Even in today’s highly literate world, most people still struggle to grasp the relationships between tables full of numbers. In this year’s State of Data Science survey, only 52% of respondents said that their organization’s decision-makers were mostly data literate. Against this backdrop, it makes sense that data visualizations can play a key role in communicating important concepts and trends. Even if data visualizations are a (relatively) newer development, history has shown their potential for significant impact on our lives. Perhaps that’s why data scientists today say they spend 15% of their time on visualizations.
At the same time, data visualizations aren’t a one-stop, silver-bullet solution for communicating the findings of data science work. Even for experienced practitioners, they can be tricky to do well. And given the effectiveness with which charts or graphics can lodge in our brains, if they don’t accurately or effectively represent the underlying data, there can be negative consequences.
To better understand where things can go wrong with data visualizations—and how to avoid those pitfalls—it’s helpful to break data viz down into two main types. The first is exploratory visualization: this is when data scientists use visualization tools in order to better understand their data, prior to drawing any conclusions or conducting a full analysis. The second is narrative visualization: this is what data scientists use to present or communicate their findings to a wider audience. Each type has its own potential challenges.

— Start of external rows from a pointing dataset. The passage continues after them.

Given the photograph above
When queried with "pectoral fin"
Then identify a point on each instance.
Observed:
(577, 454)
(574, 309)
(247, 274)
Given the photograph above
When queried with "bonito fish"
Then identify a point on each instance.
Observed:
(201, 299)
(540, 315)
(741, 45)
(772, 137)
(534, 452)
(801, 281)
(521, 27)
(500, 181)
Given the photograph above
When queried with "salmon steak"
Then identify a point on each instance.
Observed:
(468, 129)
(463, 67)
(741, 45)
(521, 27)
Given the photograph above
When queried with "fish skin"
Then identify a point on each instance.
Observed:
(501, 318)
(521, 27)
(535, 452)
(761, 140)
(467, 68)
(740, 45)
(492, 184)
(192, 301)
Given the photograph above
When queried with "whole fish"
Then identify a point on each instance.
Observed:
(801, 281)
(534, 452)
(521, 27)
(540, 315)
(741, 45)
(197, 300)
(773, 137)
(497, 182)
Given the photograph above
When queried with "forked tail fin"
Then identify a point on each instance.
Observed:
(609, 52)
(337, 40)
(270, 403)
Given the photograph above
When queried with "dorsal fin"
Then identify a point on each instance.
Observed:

Exploratory data visualizations
With the advent of big data, exploratory data visualization became a key part of the data science process. When dealing with hundreds of thousands, millions, or billions of data points, it becomes impossible for an individual to find patterns and distributions in the dataset by simply staring at the individual values or by computing simple statistics. As a result, practitioners turn to data viz in order to grapple with their data and explore further analytical avenues. Unfortunately, traditional viz methods require careful manual tweaking to avoid problems like overplotting, undersaturation, and oversaturation, and manual tweaks are difficult to do safely when your only way to understand the data is through the visualization itself! If you’re using traditional viz techniques for exploratory analysis of big data, plotting problems that are just annoying for small data can lead you to completely incorrect conclusions for big data.

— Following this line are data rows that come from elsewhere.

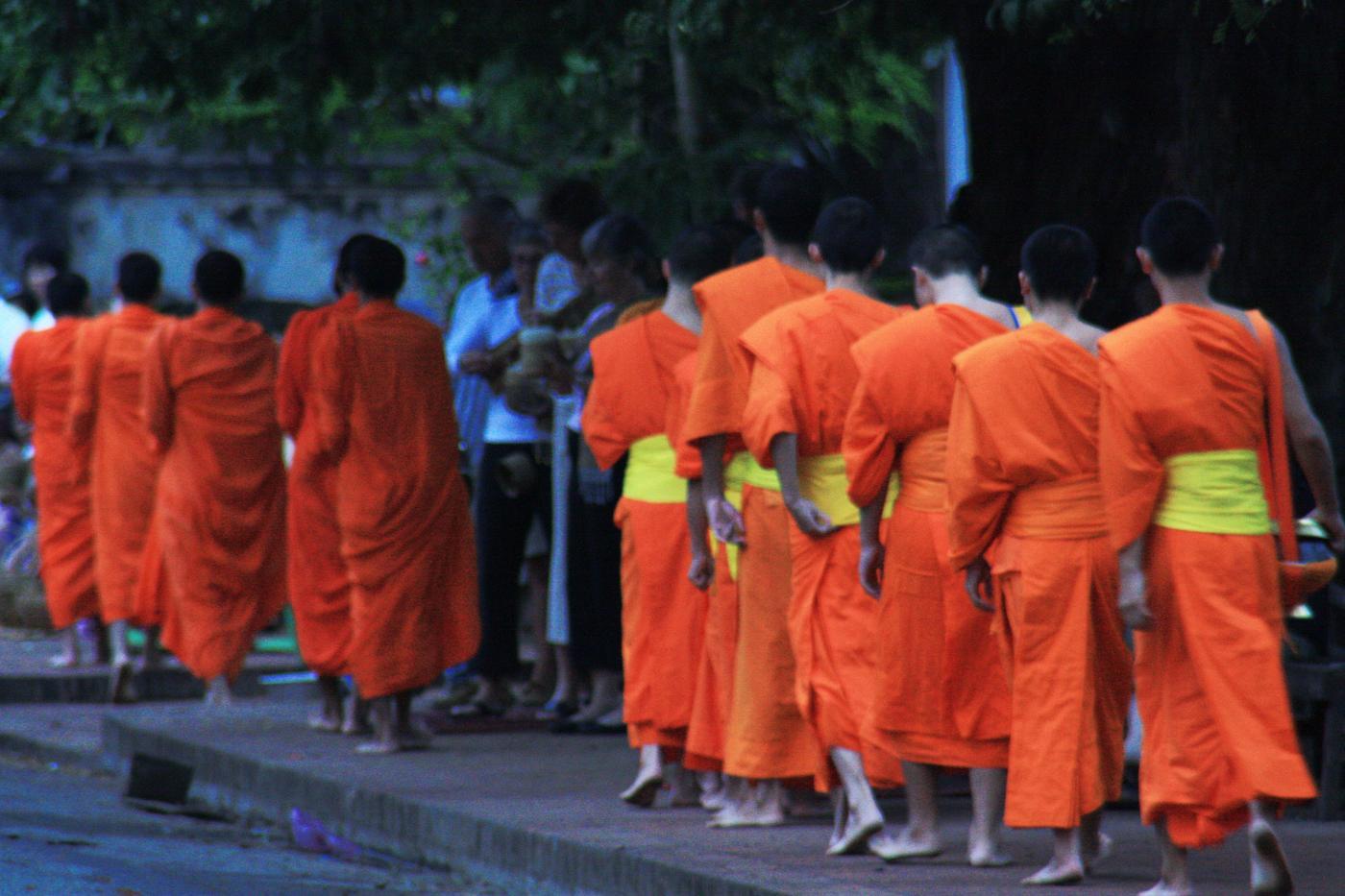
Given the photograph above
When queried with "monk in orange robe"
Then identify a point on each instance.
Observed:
(1022, 483)
(219, 510)
(1187, 487)
(40, 373)
(943, 697)
(662, 613)
(385, 416)
(769, 740)
(802, 382)
(105, 415)
(318, 584)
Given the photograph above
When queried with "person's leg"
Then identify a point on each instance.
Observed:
(988, 814)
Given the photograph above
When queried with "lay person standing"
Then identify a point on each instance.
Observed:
(625, 412)
(767, 739)
(1192, 476)
(1024, 487)
(802, 382)
(105, 415)
(385, 419)
(943, 698)
(40, 375)
(319, 587)
(219, 510)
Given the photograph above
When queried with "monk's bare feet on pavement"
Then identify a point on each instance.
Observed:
(218, 693)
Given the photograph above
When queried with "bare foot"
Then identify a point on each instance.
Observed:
(1270, 868)
(1056, 875)
(908, 845)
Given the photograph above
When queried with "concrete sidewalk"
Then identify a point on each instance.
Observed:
(538, 812)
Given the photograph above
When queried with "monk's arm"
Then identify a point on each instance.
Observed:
(871, 552)
(698, 525)
(1311, 448)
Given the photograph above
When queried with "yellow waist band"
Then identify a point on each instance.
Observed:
(649, 472)
(1214, 492)
(823, 482)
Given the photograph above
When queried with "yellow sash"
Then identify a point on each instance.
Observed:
(649, 472)
(1214, 492)
(823, 482)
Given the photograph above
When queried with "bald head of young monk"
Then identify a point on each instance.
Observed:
(67, 296)
(944, 252)
(789, 201)
(1059, 264)
(847, 238)
(379, 271)
(484, 229)
(218, 278)
(138, 278)
(340, 278)
(1179, 241)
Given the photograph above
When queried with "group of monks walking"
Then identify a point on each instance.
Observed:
(861, 544)
(915, 539)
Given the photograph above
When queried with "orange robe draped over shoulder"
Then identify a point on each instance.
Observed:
(385, 415)
(40, 375)
(219, 512)
(1022, 476)
(767, 738)
(802, 381)
(319, 588)
(105, 413)
(662, 613)
(1208, 674)
(708, 725)
(943, 695)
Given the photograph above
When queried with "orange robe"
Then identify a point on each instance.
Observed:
(708, 725)
(802, 382)
(319, 588)
(385, 416)
(662, 613)
(105, 413)
(219, 510)
(1208, 674)
(40, 375)
(943, 697)
(767, 736)
(1022, 478)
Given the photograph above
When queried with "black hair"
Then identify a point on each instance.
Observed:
(574, 204)
(698, 252)
(46, 254)
(849, 234)
(790, 200)
(947, 249)
(1180, 234)
(67, 294)
(218, 278)
(138, 275)
(340, 278)
(379, 268)
(1060, 262)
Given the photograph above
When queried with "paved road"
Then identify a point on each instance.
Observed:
(70, 835)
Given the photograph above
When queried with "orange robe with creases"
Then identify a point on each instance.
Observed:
(708, 727)
(662, 613)
(319, 587)
(105, 413)
(943, 695)
(1208, 674)
(1022, 478)
(385, 416)
(802, 381)
(767, 736)
(219, 510)
(40, 375)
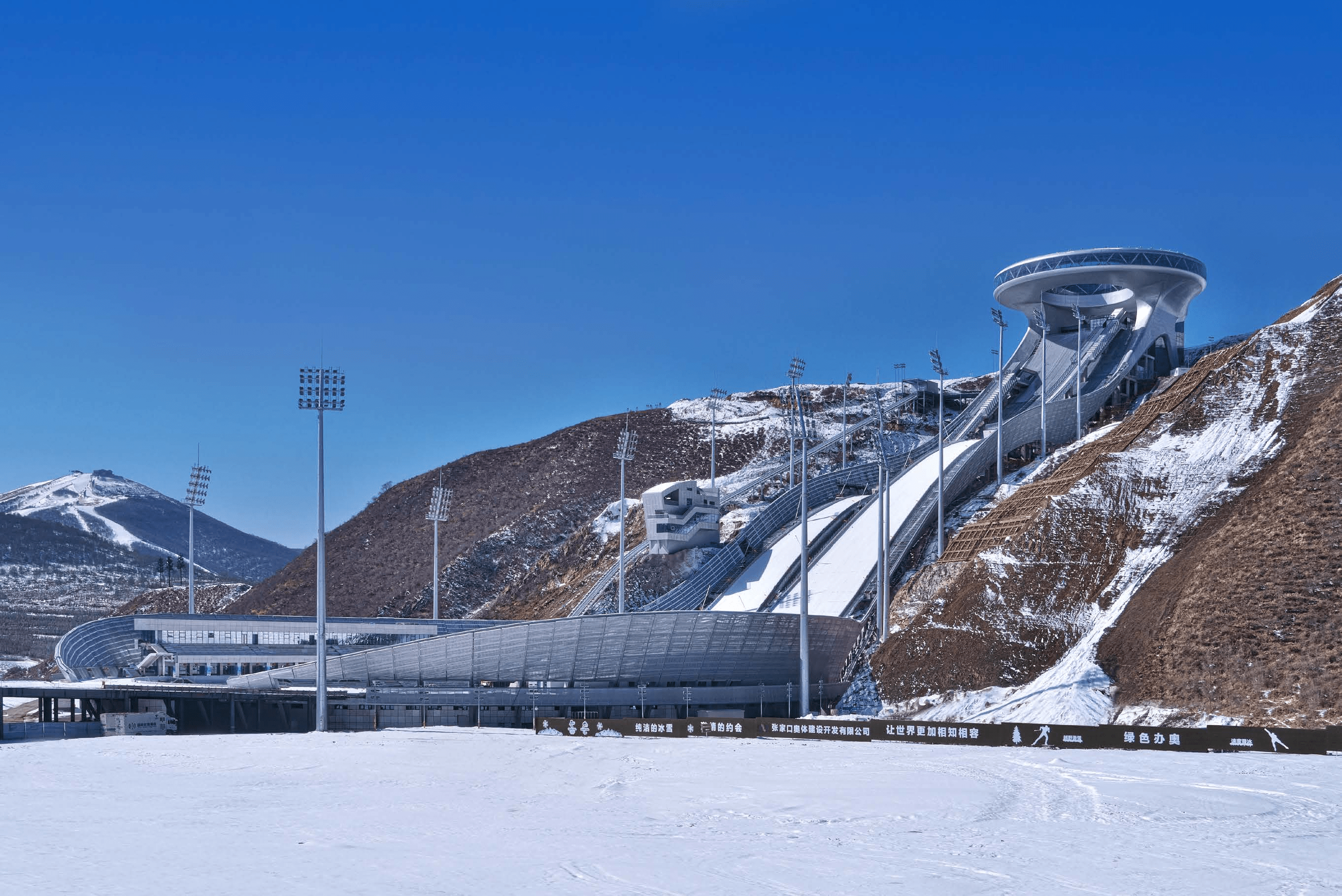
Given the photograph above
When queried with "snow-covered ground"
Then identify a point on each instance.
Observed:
(449, 811)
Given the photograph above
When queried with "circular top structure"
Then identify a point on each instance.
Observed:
(1098, 281)
(1102, 258)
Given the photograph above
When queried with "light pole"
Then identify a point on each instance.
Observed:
(1077, 387)
(843, 443)
(321, 390)
(792, 446)
(1043, 381)
(623, 453)
(882, 489)
(795, 372)
(714, 398)
(438, 507)
(197, 487)
(941, 450)
(1002, 388)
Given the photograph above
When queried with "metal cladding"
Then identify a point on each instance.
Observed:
(718, 648)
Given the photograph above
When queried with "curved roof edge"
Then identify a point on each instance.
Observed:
(1098, 258)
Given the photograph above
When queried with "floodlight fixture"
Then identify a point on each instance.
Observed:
(625, 450)
(197, 489)
(438, 506)
(627, 444)
(321, 390)
(796, 369)
(198, 486)
(941, 450)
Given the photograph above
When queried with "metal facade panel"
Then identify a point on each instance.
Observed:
(649, 647)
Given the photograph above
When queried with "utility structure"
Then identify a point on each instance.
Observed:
(1077, 387)
(843, 443)
(795, 372)
(1043, 381)
(714, 398)
(623, 453)
(197, 487)
(941, 450)
(438, 507)
(1002, 388)
(321, 390)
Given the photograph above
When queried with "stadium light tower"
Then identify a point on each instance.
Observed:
(438, 507)
(1002, 331)
(795, 372)
(1077, 313)
(1043, 381)
(623, 453)
(714, 398)
(843, 443)
(197, 487)
(941, 450)
(321, 390)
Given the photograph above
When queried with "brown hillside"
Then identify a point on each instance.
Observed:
(510, 509)
(1246, 619)
(1222, 577)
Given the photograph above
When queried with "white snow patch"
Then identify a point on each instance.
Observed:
(607, 524)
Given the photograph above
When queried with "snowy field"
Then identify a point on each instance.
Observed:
(447, 811)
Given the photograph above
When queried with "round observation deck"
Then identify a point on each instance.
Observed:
(1100, 281)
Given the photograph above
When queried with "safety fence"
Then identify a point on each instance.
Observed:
(1057, 737)
(50, 730)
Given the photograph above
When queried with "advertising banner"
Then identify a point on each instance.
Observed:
(1057, 737)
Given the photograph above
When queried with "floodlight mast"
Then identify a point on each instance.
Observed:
(1002, 329)
(714, 398)
(197, 489)
(941, 450)
(795, 372)
(882, 490)
(1043, 381)
(438, 507)
(1077, 387)
(843, 443)
(321, 390)
(623, 453)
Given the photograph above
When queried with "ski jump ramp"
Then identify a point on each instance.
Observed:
(1132, 305)
(838, 576)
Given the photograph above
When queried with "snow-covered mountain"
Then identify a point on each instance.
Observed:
(137, 518)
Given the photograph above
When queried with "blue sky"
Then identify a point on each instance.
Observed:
(503, 219)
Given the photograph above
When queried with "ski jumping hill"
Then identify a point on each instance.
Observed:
(1179, 566)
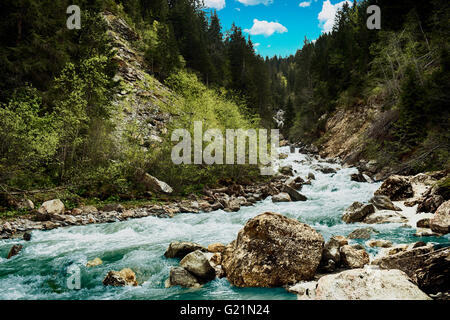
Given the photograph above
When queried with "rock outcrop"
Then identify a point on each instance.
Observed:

To avoid these issues, it’s important to be cognizant of the limitations of any tools you’re using with exploratory data visualizations and to think critically about how the display of the information is impacting your assessment of it. One of the reasons why we created Datashader several years ago was to help tackle this challenge. Datashader is an open-source library that automatically creates accurate representations of datasets of any size, without the need for manually tuning parameters like transparency or point sizes. Our goal with Datashader is to let practitioners explore their large datasets as they truly are, warts (well, outliers!) and all, without having to know what they’re looking for at the start.
Whether you use Datashader or another tool, the key to avoiding problems with exploratory data visualization is to make sure that you’re not squeezing the texture and nuance out of your data as you subconsciously try to make it match a preconceived hypothesis.

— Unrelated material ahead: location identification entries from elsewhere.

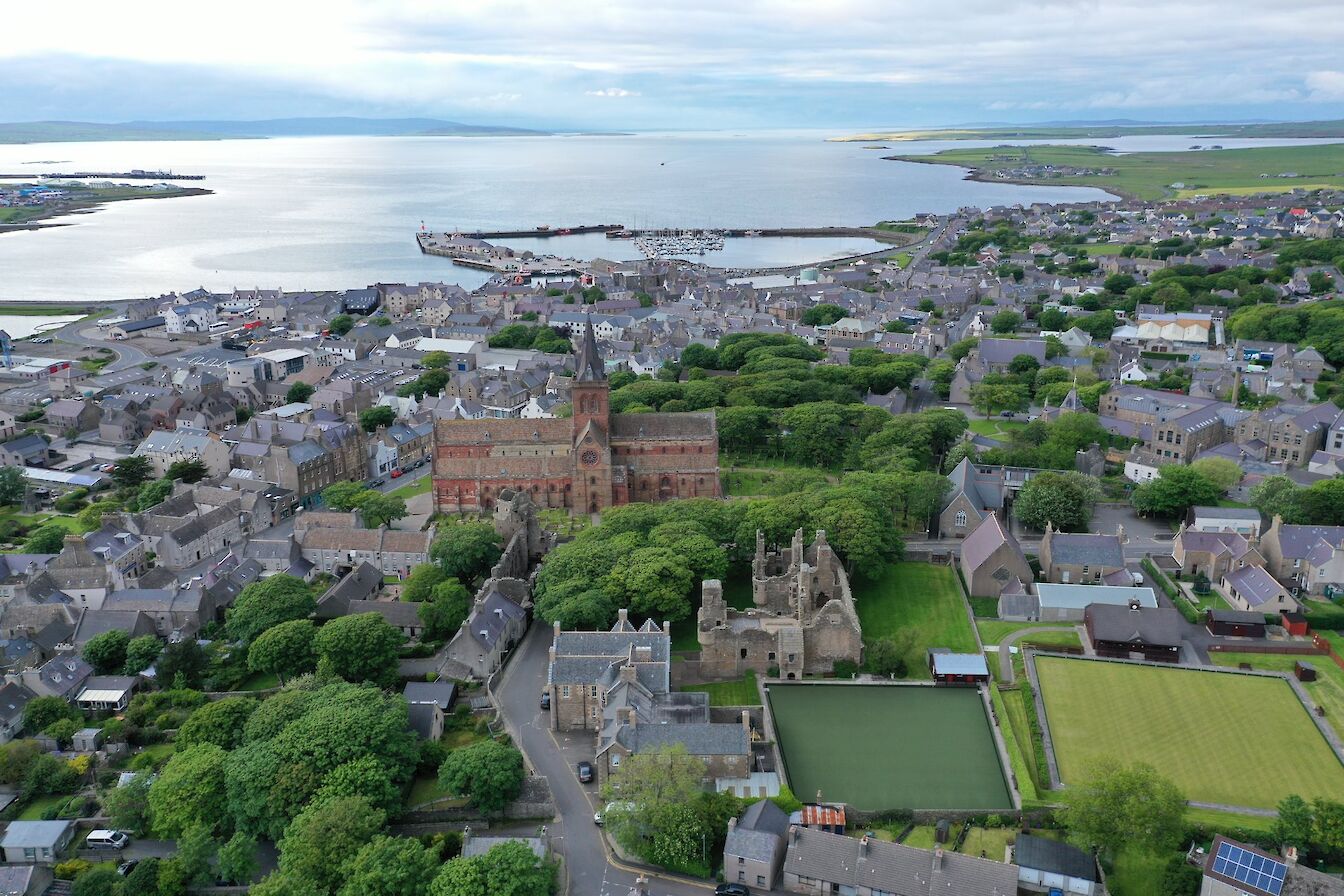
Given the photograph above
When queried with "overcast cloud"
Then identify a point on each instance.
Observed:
(695, 63)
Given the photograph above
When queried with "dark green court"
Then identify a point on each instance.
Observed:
(883, 747)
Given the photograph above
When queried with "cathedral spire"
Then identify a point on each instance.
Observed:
(590, 368)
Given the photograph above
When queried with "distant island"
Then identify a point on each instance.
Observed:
(1101, 130)
(34, 132)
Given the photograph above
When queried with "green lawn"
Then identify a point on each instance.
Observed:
(731, 693)
(898, 746)
(919, 598)
(1239, 740)
(1151, 175)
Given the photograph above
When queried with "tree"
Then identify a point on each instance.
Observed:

Narrative data visualizations
These types of data visualizations are what non-practitioners would be most familiar with, as they include the charts and graphs we see regularly to explain data-based trends and patterns. Data visualizations like these are incredibly powerful tools for communicating information, which is what makes it so important to do them well.
A great narrative data visualization communicates the author’s understanding of the data precisely, while also conveying any uncertainties or limitations in the data. It’s not the sole output or end product of a data discussion, but rather a part of the larger conversation. This type of data viz should indicate the analysis performed, the assumptions made, the data considered, and the data not included. When constructing a narrative data visualization, it’s important to think not just about your own experience but also about the end user. For instance, they may be colorblind, and unable to distinguish red from green. Also, consider the aesthetics of a narrative data visualization; for instance, in the U.S., many viewers will associate green with “good.”
Being intentional with narrative data visualizations is especially important given the myriad ways to make today’s graphs look visually appealing, such as with fancy graphics or animations. It’s essential to not skip over a quality data-science process in the quest to create these visualizations—there are infinite ways today to put lipstick on a pig when it comes to data viz, but if the core data or assumptions are flawed, then it doesn’t matter how good the chart looks. Accuracy shouldn’t be sacrificed for the sake of a clear, visual story.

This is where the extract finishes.